AUSTIN -- With the roar of the race now in the rear-view mirror, attention now turns to analyzing how it went.
"This could not have come off any better," Texas State Comptroller Susan Combs told KVUE Tuesday. "The mood was fantastic. The track looked incredible. The fans were very happy, and what I heard over and over was that the welcome from Austin was like no other city."
One of the earliest proponents of bringing the Formula 1 race to Austin, Combs attended the weekend race along with family and friends. Enjoying the race while at the same time evaluating its execution, the comptroller said one of her greatest concerns initially was traffic.
"I was paying a lot of attention to the traffic on [FM] 812. They did a great job with contraflow," said Combs. "The car, bus traffic was handled extremely well. The police were great, the volunteers were great. We worried of course about access.
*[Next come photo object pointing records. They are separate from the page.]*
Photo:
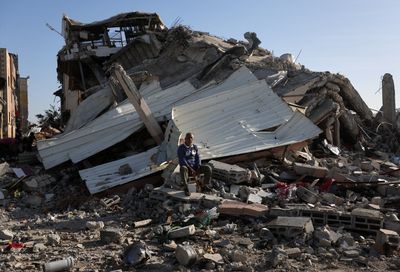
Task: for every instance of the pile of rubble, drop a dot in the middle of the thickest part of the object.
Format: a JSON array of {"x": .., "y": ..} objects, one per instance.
[{"x": 304, "y": 177}]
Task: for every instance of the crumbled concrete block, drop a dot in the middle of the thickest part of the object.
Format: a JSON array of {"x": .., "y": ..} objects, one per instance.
[
  {"x": 239, "y": 208},
  {"x": 6, "y": 234},
  {"x": 309, "y": 170},
  {"x": 94, "y": 225},
  {"x": 291, "y": 227},
  {"x": 255, "y": 209},
  {"x": 239, "y": 256},
  {"x": 377, "y": 200},
  {"x": 253, "y": 198},
  {"x": 387, "y": 241},
  {"x": 125, "y": 169},
  {"x": 332, "y": 199},
  {"x": 352, "y": 253},
  {"x": 366, "y": 166},
  {"x": 31, "y": 185},
  {"x": 306, "y": 195},
  {"x": 39, "y": 247},
  {"x": 182, "y": 232},
  {"x": 111, "y": 235},
  {"x": 294, "y": 252},
  {"x": 142, "y": 223},
  {"x": 234, "y": 189},
  {"x": 216, "y": 258},
  {"x": 186, "y": 255},
  {"x": 53, "y": 239}
]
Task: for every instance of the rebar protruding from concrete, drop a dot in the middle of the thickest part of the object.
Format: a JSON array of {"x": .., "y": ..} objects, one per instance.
[{"x": 60, "y": 265}]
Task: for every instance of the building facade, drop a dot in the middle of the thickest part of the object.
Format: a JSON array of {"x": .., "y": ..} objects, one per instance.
[
  {"x": 22, "y": 112},
  {"x": 9, "y": 92}
]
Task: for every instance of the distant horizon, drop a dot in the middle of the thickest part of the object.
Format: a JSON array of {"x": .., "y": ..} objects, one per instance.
[{"x": 358, "y": 39}]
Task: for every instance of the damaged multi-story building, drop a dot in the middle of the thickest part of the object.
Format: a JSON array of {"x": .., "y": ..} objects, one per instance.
[
  {"x": 13, "y": 96},
  {"x": 90, "y": 47}
]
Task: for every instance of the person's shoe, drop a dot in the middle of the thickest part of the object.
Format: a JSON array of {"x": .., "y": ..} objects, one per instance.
[{"x": 187, "y": 191}]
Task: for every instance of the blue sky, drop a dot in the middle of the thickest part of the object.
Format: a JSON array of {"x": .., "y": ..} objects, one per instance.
[{"x": 359, "y": 39}]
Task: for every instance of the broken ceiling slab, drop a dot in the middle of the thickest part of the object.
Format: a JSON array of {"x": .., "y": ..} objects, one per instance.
[
  {"x": 107, "y": 175},
  {"x": 224, "y": 124},
  {"x": 90, "y": 108},
  {"x": 233, "y": 122},
  {"x": 120, "y": 122}
]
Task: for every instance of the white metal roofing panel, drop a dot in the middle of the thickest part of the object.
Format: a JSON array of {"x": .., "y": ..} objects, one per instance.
[
  {"x": 90, "y": 108},
  {"x": 121, "y": 121},
  {"x": 224, "y": 124},
  {"x": 107, "y": 175},
  {"x": 230, "y": 123}
]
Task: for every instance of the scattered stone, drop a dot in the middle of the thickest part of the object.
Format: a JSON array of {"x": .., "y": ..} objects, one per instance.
[
  {"x": 182, "y": 232},
  {"x": 53, "y": 240},
  {"x": 186, "y": 255},
  {"x": 6, "y": 234},
  {"x": 216, "y": 258},
  {"x": 111, "y": 235},
  {"x": 94, "y": 225},
  {"x": 39, "y": 247}
]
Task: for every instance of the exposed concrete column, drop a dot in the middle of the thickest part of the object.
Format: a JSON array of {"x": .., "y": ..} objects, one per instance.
[
  {"x": 138, "y": 102},
  {"x": 388, "y": 99}
]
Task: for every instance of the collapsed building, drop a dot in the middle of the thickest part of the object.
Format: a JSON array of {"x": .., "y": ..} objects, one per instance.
[
  {"x": 304, "y": 175},
  {"x": 173, "y": 67}
]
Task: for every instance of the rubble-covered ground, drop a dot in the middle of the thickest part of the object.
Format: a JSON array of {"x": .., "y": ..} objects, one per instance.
[
  {"x": 328, "y": 203},
  {"x": 50, "y": 216}
]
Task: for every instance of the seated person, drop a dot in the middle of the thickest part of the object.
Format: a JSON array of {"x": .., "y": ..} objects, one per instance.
[{"x": 190, "y": 163}]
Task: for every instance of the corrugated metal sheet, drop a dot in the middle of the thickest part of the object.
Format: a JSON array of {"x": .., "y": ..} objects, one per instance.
[
  {"x": 107, "y": 175},
  {"x": 120, "y": 122},
  {"x": 231, "y": 123},
  {"x": 225, "y": 124},
  {"x": 90, "y": 108}
]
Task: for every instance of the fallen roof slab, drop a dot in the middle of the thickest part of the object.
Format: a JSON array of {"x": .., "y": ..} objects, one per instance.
[
  {"x": 121, "y": 121},
  {"x": 225, "y": 124}
]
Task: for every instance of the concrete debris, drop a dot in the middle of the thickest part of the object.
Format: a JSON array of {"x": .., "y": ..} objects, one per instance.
[
  {"x": 136, "y": 254},
  {"x": 186, "y": 255},
  {"x": 304, "y": 176}
]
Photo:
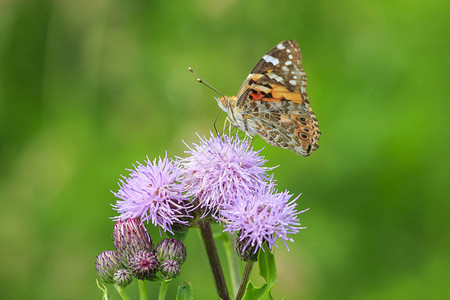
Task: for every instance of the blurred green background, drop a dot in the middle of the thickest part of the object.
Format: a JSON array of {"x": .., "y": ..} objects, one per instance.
[{"x": 89, "y": 87}]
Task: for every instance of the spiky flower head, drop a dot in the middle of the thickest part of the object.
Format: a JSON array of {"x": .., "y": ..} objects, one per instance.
[
  {"x": 129, "y": 237},
  {"x": 144, "y": 265},
  {"x": 220, "y": 168},
  {"x": 170, "y": 268},
  {"x": 107, "y": 264},
  {"x": 245, "y": 251},
  {"x": 171, "y": 249},
  {"x": 154, "y": 193},
  {"x": 263, "y": 217},
  {"x": 122, "y": 277}
]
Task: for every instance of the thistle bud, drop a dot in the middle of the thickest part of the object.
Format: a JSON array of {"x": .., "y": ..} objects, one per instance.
[
  {"x": 108, "y": 263},
  {"x": 131, "y": 236},
  {"x": 144, "y": 265},
  {"x": 245, "y": 251},
  {"x": 122, "y": 277},
  {"x": 171, "y": 249},
  {"x": 170, "y": 268}
]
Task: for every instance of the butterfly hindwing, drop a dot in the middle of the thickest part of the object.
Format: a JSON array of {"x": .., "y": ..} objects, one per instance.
[{"x": 272, "y": 102}]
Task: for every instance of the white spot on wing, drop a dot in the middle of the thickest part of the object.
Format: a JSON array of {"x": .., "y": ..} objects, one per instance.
[
  {"x": 276, "y": 77},
  {"x": 270, "y": 59}
]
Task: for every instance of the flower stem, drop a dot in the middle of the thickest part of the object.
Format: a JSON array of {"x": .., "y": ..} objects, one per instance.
[
  {"x": 244, "y": 281},
  {"x": 121, "y": 292},
  {"x": 142, "y": 290},
  {"x": 163, "y": 290},
  {"x": 214, "y": 261},
  {"x": 233, "y": 263}
]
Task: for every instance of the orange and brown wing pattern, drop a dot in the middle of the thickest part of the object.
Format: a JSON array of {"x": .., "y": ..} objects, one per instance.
[{"x": 274, "y": 102}]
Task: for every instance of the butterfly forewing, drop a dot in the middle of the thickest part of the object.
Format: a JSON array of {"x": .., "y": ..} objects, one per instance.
[{"x": 273, "y": 101}]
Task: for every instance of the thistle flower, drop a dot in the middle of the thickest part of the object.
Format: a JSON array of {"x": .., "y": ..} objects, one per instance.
[
  {"x": 170, "y": 268},
  {"x": 154, "y": 194},
  {"x": 219, "y": 169},
  {"x": 171, "y": 249},
  {"x": 262, "y": 217},
  {"x": 129, "y": 237},
  {"x": 107, "y": 264},
  {"x": 144, "y": 265}
]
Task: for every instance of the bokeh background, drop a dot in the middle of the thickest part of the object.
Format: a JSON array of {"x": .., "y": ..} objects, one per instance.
[{"x": 89, "y": 87}]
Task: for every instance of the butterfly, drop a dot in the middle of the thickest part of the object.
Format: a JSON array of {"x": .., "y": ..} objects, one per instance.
[{"x": 272, "y": 102}]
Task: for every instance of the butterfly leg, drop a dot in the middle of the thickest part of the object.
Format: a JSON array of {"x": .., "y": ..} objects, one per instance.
[{"x": 225, "y": 126}]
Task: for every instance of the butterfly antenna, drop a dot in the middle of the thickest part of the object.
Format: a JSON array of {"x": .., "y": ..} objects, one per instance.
[{"x": 199, "y": 79}]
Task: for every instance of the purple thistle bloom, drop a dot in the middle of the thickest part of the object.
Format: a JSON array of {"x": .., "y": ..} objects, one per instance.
[
  {"x": 220, "y": 168},
  {"x": 263, "y": 217},
  {"x": 154, "y": 193}
]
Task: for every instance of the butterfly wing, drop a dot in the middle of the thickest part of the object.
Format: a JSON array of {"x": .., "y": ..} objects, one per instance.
[{"x": 274, "y": 102}]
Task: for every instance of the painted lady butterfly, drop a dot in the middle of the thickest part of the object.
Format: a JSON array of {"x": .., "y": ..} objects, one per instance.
[{"x": 272, "y": 102}]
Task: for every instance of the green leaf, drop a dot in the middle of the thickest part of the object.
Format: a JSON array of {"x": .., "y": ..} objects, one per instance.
[
  {"x": 267, "y": 267},
  {"x": 253, "y": 293},
  {"x": 185, "y": 291},
  {"x": 104, "y": 290},
  {"x": 268, "y": 271}
]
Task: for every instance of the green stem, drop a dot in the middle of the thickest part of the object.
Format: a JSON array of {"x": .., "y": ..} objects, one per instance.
[
  {"x": 142, "y": 290},
  {"x": 121, "y": 292},
  {"x": 233, "y": 263},
  {"x": 163, "y": 290},
  {"x": 244, "y": 281},
  {"x": 214, "y": 261}
]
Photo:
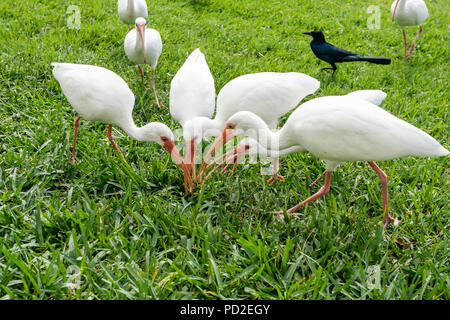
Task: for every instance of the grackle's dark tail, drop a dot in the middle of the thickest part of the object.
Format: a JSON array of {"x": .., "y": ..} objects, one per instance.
[{"x": 377, "y": 60}]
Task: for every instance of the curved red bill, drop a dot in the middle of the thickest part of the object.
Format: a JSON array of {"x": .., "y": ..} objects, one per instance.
[
  {"x": 172, "y": 149},
  {"x": 395, "y": 9}
]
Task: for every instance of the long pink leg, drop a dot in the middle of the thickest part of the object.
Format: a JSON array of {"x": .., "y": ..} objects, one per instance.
[
  {"x": 323, "y": 191},
  {"x": 154, "y": 91},
  {"x": 141, "y": 72},
  {"x": 275, "y": 176},
  {"x": 405, "y": 42},
  {"x": 110, "y": 137},
  {"x": 414, "y": 43},
  {"x": 384, "y": 188},
  {"x": 75, "y": 132}
]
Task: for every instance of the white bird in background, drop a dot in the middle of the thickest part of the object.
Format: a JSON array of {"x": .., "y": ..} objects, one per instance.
[
  {"x": 144, "y": 46},
  {"x": 409, "y": 13},
  {"x": 98, "y": 94},
  {"x": 192, "y": 95},
  {"x": 269, "y": 95},
  {"x": 130, "y": 10},
  {"x": 339, "y": 129}
]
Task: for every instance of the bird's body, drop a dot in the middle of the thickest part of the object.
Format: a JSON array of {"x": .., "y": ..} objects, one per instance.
[
  {"x": 270, "y": 95},
  {"x": 332, "y": 54},
  {"x": 409, "y": 13},
  {"x": 342, "y": 129},
  {"x": 192, "y": 91},
  {"x": 130, "y": 10},
  {"x": 339, "y": 129},
  {"x": 144, "y": 46},
  {"x": 98, "y": 94},
  {"x": 192, "y": 95},
  {"x": 373, "y": 96}
]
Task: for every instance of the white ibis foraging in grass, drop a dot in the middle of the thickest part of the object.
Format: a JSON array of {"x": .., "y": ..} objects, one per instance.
[
  {"x": 249, "y": 146},
  {"x": 130, "y": 10},
  {"x": 409, "y": 13},
  {"x": 339, "y": 129},
  {"x": 269, "y": 95},
  {"x": 144, "y": 46},
  {"x": 192, "y": 95},
  {"x": 98, "y": 94}
]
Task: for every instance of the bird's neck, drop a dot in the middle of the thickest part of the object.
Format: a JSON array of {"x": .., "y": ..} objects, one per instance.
[
  {"x": 138, "y": 42},
  {"x": 211, "y": 127},
  {"x": 283, "y": 152},
  {"x": 278, "y": 141},
  {"x": 132, "y": 130}
]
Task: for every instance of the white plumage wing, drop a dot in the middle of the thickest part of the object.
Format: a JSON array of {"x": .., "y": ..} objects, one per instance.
[
  {"x": 345, "y": 129},
  {"x": 192, "y": 91},
  {"x": 268, "y": 94}
]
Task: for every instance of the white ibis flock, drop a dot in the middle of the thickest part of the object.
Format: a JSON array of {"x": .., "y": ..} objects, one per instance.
[{"x": 336, "y": 129}]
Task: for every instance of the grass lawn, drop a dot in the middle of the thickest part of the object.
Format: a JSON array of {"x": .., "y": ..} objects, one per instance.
[{"x": 101, "y": 230}]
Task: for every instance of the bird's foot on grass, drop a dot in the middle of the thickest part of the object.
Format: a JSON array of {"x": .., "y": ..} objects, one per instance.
[
  {"x": 387, "y": 220},
  {"x": 275, "y": 177}
]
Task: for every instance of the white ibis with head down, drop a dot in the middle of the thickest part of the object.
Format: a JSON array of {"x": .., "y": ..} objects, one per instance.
[
  {"x": 144, "y": 46},
  {"x": 339, "y": 129},
  {"x": 98, "y": 94},
  {"x": 192, "y": 95}
]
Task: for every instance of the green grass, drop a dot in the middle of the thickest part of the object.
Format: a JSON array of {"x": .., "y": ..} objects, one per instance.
[{"x": 101, "y": 230}]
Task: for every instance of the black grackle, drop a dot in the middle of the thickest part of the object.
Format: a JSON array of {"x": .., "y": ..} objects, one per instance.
[{"x": 332, "y": 54}]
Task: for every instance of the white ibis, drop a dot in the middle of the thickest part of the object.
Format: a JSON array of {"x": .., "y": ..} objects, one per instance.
[
  {"x": 249, "y": 146},
  {"x": 144, "y": 46},
  {"x": 339, "y": 129},
  {"x": 373, "y": 96},
  {"x": 130, "y": 10},
  {"x": 409, "y": 13},
  {"x": 98, "y": 94},
  {"x": 270, "y": 95},
  {"x": 192, "y": 95}
]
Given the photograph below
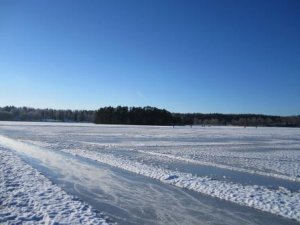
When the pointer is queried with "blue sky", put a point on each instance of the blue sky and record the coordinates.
(186, 56)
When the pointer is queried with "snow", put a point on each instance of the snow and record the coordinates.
(273, 152)
(27, 197)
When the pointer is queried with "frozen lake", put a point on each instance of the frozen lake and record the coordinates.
(165, 175)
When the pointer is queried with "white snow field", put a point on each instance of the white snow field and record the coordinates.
(27, 197)
(252, 167)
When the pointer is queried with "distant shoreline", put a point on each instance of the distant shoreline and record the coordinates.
(123, 115)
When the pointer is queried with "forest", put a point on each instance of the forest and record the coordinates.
(144, 116)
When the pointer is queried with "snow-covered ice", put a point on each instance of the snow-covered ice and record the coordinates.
(271, 152)
(27, 197)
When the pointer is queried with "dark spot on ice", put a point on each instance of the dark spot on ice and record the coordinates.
(171, 177)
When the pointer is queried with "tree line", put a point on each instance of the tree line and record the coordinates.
(144, 116)
(12, 113)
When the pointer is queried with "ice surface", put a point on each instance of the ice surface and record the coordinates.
(270, 152)
(27, 197)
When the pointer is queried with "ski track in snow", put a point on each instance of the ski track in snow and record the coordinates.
(27, 197)
(280, 202)
(265, 151)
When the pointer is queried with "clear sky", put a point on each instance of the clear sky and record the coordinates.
(186, 56)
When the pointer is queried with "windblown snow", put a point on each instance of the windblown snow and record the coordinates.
(27, 197)
(149, 151)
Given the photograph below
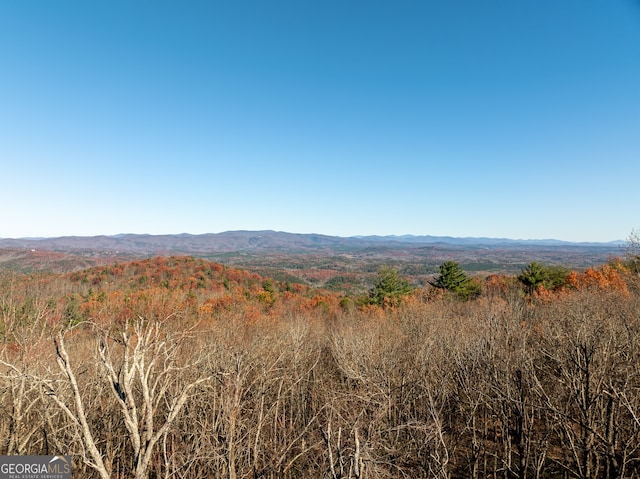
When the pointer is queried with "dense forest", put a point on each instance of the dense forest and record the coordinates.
(177, 367)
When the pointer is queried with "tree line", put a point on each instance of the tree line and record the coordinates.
(168, 377)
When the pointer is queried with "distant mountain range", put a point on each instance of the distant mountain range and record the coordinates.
(267, 241)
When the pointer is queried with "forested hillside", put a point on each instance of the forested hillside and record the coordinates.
(185, 368)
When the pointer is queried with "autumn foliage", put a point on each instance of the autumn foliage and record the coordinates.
(186, 368)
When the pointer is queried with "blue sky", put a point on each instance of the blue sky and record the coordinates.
(499, 118)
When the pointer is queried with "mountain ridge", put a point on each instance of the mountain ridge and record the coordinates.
(268, 240)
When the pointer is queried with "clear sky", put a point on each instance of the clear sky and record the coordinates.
(496, 118)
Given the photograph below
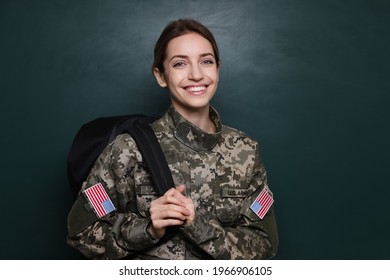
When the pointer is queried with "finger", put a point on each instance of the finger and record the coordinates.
(181, 188)
(169, 211)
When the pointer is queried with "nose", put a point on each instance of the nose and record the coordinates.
(196, 73)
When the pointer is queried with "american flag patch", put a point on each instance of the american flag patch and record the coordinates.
(262, 203)
(99, 200)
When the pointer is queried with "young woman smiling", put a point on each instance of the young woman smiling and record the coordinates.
(221, 205)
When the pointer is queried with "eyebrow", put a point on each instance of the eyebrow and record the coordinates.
(185, 56)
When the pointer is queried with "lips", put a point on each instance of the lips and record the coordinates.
(196, 90)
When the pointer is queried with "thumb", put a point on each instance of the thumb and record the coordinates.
(181, 188)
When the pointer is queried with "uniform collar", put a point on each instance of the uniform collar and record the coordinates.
(191, 135)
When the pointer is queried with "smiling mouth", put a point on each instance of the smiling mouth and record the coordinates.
(196, 89)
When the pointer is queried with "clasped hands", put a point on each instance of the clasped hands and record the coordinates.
(171, 209)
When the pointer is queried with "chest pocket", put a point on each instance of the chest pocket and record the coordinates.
(144, 190)
(228, 203)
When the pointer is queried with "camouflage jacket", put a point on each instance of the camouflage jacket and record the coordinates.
(223, 175)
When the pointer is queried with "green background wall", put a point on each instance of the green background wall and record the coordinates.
(308, 79)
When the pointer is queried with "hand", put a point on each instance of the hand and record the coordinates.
(171, 209)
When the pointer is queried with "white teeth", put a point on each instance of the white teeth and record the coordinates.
(195, 89)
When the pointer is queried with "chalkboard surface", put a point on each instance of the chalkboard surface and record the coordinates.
(307, 79)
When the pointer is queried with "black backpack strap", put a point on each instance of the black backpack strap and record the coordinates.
(152, 154)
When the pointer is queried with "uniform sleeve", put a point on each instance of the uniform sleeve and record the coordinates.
(118, 234)
(249, 238)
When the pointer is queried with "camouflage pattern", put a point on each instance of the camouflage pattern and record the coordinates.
(223, 175)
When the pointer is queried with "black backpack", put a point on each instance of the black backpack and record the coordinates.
(95, 135)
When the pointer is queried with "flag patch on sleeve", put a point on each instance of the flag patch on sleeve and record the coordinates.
(262, 203)
(99, 199)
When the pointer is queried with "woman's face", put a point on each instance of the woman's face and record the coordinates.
(191, 73)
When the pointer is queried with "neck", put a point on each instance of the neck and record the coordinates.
(199, 118)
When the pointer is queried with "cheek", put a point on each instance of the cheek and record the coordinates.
(175, 78)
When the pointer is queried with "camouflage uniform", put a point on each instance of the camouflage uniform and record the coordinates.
(223, 175)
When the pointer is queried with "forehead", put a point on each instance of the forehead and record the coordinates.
(190, 44)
It went very, very smoothly."
After an economic impact study commissioned by the Circuit Events Local Organizing Committee (CELOC) predicted the event would rake in $26.6 million in tax revenues, Circuit of the Americas now awaits a $25 million agreed reimbursement from the state's Major Events Trust Fund.
Combs says her office will soon begin compiling the actual tax receipts, but that process will take several months as data from different offices and revenue streams with different reporting timetables slowly becomes available.
"Those numbers will be out in a couple of months," explained Combs. "We have, I think by statute, 18 months. We won't of course take that long, but want to be sure we get all the data correct and that it is accurate."
While the total numbers will take awhile to tabulate, many businesses downtown are saying at least for them, the weekend was a success.
"I've never seen so many people spend as much money as they did," said Sal Olivas, general manager of Ruth's Chris Steakhouse on 6th Street in downtown Austin. Olivas told KVUE Tuesday the weekend's crowd was the biggest in the 10 years he's worked there, and his staff are already benefiting.
"Put it this way, they probably just made their Christmas money working here this weekend," said Olivas. "My vendors are making money, people are buying from them, and then they're making their commissions, and it's all one, big back scratch."
According to COTA, 60 percent of tickets were sold to people from outside Texas, and of those, 15 percent were international visitors with Mexico and Great Britain making up the largest contingents.
"What the British ambassador in particular pointed out was that this does truly place Austin on the global map," said Combs.
With more races lining up between now and the next official Formula 1 event in 2013, many who profited this weekend hope they'll soon come racing back.